जलती बुझती सी रोशनी के परे
सिमटा सिमटा सा इक मकां तन्‍हां

jaltii bujhtii si raushnii ke pare
simTaa simTaa sa ek makaaN tanhaa

राह देखा करेगा सदियों तक
छोड़ जायेंगे ये जहां तन्‍हा

raaH dekhaa karegaa sadiyoN tak
chhoR jaayeNge ye jahaaN tanhaa


Translation:
Moon is alone and sky is alone
My heart goes alone on the journey
Day has brought the light but the hope is lost

My existence trembles alone
Is this the life
Where body and soul walk separately

Though I found companion during my journey
We kept walking separately

Far away on other side of that dim light
I see a small, closed and confined heart
It will wait for me for ages

After I walk alone from this world


Try as I might, I couldn't locate this CD in Singapore, nor my Dad in India.
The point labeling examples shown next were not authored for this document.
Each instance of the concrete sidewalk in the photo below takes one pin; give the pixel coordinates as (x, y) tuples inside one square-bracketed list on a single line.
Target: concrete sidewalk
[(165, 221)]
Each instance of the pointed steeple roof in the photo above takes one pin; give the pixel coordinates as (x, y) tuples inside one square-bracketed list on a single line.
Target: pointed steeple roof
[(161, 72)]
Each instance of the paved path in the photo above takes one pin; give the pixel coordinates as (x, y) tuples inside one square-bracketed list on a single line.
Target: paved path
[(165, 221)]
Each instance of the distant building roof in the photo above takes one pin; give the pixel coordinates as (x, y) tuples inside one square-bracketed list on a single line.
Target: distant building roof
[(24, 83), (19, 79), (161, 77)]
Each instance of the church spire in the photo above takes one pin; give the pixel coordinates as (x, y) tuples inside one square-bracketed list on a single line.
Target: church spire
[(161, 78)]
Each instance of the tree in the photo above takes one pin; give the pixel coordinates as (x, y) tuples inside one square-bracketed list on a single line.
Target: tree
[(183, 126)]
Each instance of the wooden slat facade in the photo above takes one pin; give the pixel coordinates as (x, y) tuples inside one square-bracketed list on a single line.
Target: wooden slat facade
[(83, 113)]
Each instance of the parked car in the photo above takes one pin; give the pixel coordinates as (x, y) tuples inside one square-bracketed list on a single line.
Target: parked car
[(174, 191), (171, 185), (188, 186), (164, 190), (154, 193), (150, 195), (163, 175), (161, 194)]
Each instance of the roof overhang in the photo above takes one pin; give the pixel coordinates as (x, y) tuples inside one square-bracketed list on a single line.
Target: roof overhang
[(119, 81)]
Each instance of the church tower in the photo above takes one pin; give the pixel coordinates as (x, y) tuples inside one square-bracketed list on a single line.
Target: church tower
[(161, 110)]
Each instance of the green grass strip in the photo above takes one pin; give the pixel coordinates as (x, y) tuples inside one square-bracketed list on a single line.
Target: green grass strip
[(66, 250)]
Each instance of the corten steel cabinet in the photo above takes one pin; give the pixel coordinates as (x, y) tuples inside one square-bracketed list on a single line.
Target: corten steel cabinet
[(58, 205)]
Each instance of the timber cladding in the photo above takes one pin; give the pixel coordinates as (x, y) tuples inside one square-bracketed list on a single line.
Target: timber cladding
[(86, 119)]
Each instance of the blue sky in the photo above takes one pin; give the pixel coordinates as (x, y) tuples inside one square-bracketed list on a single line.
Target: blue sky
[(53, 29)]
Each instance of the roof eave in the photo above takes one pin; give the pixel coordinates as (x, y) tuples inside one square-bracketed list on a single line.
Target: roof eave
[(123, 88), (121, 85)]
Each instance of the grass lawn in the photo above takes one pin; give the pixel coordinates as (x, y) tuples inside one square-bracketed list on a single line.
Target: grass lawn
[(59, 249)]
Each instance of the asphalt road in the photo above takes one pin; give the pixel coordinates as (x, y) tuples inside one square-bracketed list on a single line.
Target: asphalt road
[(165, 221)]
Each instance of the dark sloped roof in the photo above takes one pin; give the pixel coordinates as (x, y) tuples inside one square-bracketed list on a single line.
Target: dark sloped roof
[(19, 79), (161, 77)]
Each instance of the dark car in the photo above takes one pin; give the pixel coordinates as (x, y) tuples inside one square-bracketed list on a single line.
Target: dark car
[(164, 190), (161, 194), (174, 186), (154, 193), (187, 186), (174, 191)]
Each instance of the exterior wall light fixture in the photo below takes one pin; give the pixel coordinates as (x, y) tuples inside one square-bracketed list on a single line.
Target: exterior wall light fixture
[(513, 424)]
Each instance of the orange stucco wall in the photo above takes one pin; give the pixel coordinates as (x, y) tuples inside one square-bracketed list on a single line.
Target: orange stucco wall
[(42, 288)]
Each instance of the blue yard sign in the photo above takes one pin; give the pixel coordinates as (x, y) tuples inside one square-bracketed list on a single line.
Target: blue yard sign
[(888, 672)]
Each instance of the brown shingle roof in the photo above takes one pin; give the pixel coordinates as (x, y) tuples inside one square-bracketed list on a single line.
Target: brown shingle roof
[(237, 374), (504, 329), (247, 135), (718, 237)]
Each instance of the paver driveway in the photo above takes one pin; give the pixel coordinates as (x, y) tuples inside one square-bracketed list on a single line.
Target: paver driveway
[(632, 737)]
I can't even begin to explain how and why I love Meena Kumari so much.

'Tis true I've always been attracted to sorrow and melancholia.

Tuesday, December 23, 2008

Stupid Blogger wouldn't give me access last night.

Last day in the office today although I asked that my email account not be deleted until Jen starts. I leave in a few days and haven't packed! Yikes!

Was stressed earlier on thinking about the move, but am feeling more optimistic now. There's a number of things I wanna do next year in addition to my degree. Hopefully I'd have the resources and time to do them all.

Realized today that Mephisto is my new hero, the closest one to Stephen Fry - Mephisto can be witty, speaks 4 languagues, and had studied Latin. My hero! I want to be like him when I grow up - minus the abrasive, caustic, and emotionally unavailable bits.

Also, I don't think I wanna grow old alone ...

Sunday, December 21, 2008

Watched (in this order): Being Cyrus (sorta funny, nice twist - Dimple! Kapadia!), Woh Kaun Thi? (sorta interesting; nice music), and Chak De India.

I totally love Chak De India! It's the Bollywood feel-good - enough tension and tears-swelling (with pride) moments to make it a thoroughly enjoyable ride - and as soon as it ended, I couldn't wait to watch it again, especially one of my favorite bits.

Women. Hockey. Kicking ass. 'Nuff said - what's not to love?

Well ... maybe the role of the coach could've gone to someone like Rahul Bose or Aamir Khan. SRK's tears-in-eyes shtick should be restricted to his family/rom-com movies. Every time I saw tears in his eyes in the movie, millions of Rajs and Rahuls, nightmares of assorted Karan Johar flicks, and SLB's Devdas flashed before my eyes.